Um aspecto interessante do relato é que nos momentos em que Gabeira estava sozinho nas diversas celas por onde ele esteve, pensava se poderia falar de tortura futuramente se ele mesmo não sofreu tanto em comparação às outras pessoas presas, e mesmo assim, ele sabia a importância de contar o que viveu. E já nas primeiras páginas ele explica como teve a ideia de escrever sua história.
Outro aspecto interessante para minhas reflexões sobre o livro foi narrado no início do terceiro capítulo, quando ele fala de sua adolescência, então eu percebi que o autor está realmente desejando uma proximidade com quem o lê: “O amigo (a) talvez fosse muito jovem em 64. Eu mesmo achei a morte do Getúlio um barato só porque nos deram um dia livre na escola.

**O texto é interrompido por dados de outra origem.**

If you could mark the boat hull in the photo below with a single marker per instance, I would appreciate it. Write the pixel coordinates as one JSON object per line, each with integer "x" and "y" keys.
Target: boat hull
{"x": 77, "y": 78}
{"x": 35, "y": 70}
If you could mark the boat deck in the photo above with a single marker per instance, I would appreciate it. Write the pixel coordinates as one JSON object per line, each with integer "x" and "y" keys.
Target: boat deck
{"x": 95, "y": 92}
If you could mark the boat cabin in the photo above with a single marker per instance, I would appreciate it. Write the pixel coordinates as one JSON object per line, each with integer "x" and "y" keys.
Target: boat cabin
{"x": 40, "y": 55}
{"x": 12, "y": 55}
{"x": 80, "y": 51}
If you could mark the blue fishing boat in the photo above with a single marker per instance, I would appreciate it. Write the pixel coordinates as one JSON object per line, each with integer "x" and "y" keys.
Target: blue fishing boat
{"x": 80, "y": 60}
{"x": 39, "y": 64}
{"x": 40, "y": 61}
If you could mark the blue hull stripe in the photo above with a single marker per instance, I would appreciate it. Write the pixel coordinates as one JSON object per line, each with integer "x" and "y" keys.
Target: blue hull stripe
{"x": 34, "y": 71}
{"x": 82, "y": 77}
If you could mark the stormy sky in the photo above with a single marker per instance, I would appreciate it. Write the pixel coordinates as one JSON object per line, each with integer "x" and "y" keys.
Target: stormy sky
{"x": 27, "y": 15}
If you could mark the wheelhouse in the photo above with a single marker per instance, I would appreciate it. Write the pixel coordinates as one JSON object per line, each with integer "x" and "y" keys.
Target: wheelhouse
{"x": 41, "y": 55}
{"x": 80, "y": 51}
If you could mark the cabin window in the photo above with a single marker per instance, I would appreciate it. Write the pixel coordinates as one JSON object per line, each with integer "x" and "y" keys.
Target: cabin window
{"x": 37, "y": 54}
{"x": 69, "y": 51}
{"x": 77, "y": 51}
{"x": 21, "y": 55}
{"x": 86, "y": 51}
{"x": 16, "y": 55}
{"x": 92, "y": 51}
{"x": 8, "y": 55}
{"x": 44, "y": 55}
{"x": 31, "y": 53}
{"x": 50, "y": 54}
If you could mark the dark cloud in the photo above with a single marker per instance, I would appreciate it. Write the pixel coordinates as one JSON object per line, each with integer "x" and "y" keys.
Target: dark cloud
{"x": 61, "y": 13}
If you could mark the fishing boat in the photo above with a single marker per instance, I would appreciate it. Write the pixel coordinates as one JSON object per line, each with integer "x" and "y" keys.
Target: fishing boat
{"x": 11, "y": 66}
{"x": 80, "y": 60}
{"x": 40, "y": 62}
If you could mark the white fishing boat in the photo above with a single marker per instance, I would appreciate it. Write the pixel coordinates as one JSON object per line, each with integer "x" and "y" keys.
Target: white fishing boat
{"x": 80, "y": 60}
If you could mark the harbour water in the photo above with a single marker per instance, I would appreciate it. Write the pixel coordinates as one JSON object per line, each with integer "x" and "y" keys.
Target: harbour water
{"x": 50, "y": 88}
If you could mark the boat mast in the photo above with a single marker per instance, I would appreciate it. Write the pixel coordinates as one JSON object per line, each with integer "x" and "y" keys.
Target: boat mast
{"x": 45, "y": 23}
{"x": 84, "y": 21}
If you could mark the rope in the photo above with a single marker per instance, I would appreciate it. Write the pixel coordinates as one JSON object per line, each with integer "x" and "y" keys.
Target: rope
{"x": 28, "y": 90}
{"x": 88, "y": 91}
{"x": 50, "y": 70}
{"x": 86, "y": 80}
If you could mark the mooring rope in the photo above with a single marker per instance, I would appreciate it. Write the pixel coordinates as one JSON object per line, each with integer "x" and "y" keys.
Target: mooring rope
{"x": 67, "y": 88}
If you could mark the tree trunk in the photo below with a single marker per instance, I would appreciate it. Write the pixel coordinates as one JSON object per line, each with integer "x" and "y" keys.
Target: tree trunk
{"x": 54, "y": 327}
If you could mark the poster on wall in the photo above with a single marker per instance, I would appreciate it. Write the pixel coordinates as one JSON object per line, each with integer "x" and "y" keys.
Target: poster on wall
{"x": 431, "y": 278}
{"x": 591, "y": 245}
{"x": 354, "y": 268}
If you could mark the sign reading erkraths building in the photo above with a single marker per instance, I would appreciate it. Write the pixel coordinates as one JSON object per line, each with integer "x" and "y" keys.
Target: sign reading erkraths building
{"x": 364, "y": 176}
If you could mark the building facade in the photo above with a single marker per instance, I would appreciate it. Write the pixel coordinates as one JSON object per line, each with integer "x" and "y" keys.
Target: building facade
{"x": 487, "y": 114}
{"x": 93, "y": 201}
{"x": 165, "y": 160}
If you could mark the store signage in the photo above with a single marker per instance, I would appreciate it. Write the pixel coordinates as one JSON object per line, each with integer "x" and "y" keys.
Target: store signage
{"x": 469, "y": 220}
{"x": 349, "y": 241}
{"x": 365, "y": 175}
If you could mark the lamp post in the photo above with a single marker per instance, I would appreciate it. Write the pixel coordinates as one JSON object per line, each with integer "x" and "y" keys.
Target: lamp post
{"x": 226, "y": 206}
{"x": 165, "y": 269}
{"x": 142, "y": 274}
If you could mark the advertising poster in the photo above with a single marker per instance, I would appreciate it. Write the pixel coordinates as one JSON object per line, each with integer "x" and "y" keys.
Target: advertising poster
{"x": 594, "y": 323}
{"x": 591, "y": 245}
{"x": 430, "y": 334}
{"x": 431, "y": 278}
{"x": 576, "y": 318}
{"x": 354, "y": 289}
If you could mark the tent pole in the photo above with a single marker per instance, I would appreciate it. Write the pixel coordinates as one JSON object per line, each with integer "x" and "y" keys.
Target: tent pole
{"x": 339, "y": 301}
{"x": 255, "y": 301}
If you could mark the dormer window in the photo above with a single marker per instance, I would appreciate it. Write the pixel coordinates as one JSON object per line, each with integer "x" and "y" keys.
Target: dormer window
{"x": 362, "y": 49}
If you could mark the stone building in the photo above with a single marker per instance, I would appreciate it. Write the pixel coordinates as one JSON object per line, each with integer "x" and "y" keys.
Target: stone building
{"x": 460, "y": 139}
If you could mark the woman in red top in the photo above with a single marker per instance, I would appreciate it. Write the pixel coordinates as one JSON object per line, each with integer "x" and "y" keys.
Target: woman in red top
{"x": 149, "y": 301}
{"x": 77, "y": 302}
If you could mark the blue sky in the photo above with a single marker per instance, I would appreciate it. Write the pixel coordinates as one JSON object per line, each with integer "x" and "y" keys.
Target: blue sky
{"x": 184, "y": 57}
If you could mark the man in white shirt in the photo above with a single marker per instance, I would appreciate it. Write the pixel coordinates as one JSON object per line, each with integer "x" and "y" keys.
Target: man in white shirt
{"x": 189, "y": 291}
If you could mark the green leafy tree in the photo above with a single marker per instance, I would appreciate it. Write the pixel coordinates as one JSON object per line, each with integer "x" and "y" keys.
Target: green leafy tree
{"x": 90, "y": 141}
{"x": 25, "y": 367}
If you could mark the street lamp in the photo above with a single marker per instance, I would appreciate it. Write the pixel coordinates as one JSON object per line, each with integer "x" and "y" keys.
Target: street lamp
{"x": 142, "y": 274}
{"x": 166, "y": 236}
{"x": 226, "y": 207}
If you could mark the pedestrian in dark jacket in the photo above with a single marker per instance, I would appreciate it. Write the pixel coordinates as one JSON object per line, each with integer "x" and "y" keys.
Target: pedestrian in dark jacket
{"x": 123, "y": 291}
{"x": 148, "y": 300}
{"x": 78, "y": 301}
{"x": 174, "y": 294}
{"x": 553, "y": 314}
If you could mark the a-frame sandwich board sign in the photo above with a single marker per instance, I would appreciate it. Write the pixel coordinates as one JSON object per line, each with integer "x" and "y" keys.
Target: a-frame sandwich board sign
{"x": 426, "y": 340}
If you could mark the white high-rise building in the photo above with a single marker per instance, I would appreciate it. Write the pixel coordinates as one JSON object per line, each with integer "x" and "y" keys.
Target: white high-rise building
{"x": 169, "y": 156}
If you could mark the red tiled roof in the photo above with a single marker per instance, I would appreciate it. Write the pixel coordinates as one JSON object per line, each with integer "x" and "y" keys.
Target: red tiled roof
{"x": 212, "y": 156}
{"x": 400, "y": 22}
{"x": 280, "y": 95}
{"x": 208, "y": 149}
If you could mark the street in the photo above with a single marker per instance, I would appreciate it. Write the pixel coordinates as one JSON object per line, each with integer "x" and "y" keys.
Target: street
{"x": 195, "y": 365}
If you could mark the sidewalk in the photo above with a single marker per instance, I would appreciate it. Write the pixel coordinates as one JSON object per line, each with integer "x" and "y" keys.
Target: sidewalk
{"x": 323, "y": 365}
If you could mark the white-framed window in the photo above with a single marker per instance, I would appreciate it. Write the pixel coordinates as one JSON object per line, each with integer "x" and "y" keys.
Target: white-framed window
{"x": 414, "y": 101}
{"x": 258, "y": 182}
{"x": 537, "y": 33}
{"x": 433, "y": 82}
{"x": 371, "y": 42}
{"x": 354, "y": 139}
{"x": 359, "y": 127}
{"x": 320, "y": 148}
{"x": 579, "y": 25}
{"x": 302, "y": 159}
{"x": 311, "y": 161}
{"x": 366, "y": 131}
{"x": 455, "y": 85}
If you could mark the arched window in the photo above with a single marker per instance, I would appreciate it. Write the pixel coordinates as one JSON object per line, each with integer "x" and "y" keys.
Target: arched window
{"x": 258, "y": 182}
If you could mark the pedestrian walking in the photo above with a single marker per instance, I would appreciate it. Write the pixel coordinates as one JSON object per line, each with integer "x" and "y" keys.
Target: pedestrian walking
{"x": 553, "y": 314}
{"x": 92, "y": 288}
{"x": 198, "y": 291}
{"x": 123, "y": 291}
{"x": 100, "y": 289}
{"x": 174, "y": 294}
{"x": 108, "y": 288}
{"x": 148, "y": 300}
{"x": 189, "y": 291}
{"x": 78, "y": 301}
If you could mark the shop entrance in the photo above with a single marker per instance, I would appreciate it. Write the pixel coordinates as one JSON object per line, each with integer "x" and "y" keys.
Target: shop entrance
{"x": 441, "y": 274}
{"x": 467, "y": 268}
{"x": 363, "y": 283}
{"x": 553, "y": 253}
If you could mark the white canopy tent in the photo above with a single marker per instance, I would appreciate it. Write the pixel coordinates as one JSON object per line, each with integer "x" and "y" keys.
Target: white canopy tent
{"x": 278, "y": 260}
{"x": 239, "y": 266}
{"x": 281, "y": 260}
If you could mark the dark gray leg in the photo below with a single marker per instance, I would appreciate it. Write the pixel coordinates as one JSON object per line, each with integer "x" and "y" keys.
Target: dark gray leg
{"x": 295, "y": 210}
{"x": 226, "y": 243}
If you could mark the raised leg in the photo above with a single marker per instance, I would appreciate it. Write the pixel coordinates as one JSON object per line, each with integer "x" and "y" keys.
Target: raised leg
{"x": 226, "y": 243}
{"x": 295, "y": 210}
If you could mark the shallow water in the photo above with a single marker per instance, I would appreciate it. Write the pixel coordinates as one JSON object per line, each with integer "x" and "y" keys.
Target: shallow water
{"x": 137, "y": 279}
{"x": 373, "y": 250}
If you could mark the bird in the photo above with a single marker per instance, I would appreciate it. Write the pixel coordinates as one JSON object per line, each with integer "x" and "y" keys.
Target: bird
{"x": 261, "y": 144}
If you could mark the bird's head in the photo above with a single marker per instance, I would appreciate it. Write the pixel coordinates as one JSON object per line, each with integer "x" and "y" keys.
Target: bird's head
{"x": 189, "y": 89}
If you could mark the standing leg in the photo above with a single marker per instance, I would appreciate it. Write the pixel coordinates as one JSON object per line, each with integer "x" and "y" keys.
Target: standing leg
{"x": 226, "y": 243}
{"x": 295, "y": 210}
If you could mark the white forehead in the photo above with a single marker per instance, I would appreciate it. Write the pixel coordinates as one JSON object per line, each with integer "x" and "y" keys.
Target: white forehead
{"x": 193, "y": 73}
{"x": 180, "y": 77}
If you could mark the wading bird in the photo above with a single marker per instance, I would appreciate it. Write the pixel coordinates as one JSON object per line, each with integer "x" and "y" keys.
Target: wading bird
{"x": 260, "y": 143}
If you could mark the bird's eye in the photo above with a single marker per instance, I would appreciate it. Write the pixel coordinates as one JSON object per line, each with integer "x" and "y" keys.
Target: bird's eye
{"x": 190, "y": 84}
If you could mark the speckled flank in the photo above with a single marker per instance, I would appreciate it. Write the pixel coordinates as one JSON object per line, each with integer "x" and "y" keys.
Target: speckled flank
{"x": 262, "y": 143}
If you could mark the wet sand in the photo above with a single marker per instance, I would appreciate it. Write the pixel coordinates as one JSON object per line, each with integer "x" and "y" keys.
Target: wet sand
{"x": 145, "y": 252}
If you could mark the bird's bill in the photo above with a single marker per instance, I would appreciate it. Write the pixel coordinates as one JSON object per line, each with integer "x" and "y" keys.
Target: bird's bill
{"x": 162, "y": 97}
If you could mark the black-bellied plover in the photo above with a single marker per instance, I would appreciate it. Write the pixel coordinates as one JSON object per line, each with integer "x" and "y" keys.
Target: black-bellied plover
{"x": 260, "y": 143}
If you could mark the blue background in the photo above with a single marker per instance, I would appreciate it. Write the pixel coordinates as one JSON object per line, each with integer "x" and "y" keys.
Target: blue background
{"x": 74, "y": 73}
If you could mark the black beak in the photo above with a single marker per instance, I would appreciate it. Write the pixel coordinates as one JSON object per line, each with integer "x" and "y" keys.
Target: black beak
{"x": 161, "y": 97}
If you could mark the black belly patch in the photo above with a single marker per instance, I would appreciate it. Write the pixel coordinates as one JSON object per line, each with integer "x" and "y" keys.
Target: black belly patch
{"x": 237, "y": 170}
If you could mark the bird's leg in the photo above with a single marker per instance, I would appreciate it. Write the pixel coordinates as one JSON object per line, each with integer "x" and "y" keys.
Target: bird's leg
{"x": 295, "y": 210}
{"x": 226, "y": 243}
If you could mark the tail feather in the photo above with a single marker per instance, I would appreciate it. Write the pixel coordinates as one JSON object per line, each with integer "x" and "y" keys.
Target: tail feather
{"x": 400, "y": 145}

Um golpe de Estado, entretanto, mexe com a vida de milhares de pessoas.” E ele prossegue com esse diálogo meio informal por toda a narrativa, e apesar da cronologia não estar totalmente linear, consegue-se facilmente imaginar-se puxando uma cadeira, ouvindo atentamente tudo o que o autor tem a dizer.
Quanto ao título do livro, curiosidade para muitos, há duas passagens nas quais ele se evidencia; a princípio num diálogo em que Gabeira estava impressionado com a juventude de um guerrilheiro chamado Dominguinho e pergunta-lhe por que não faz coisas “adequadas” à sua idade, recebendo como resposta o próprio título do livro; e depois, enquanto saía com os amigos para distribuir um jornal clandestino, e sentindo-se atraído por uma mulher que passava a pé, propõe convidá-la para uma volta de carro, tendo também como resposta “O que é isso, companheiro?”.
Entre diversas outras conclusões que tirei do livro, provavelmente a que mais me fez refletir foi a capacidade do autor de discorrer sobre ignorância política sem tornar-se importuno, principalmente no oitavo capítulo, intitulado Sangue Gases e Lágrimas, em que Gabeira fala sobre uma amiga que não tem o hábito da leitura “e sempre que acontece uma coisa muito séria no mundo, costuma perguntar: ‘Como é que você explica isto, acontecendo tão de repente? ’ Tudo para ela foi acontecendo tão de repente.”.
O livro foi publicado pela primeira vez em 1979, depois que Fernando Gabeira voltou ao Brasil completando nove anos no exílio, beneficiado pela Lei da Anistia. Vendeu rapidamente dezenas de milhares de exemplares e em 1997, com uma parceria entre Brasil e EUA, foi lançado um filme homônimo com a direção de Bruno Barreto.
Há um glossário na minha edição, o qual, mesmo tendo feito pesquisas anteriormente para me contextualizar à época, tive de consultar diversas vezes. Isso tanto pode ser ruim para quem não costuma buscar referências durante a leitura, quanto pode ser bom para quem se interessa pelo assunto. Eu gostei porque acabei aprendendo bem mais do que imaginava.
Recomendo esse livro a todas as pessoas interessadas em saber um pouco mais sobre a Ditadura, e assim como eu escrevi no início desta resenha, acho importante ter certo conhecimento para facilitar a leitura.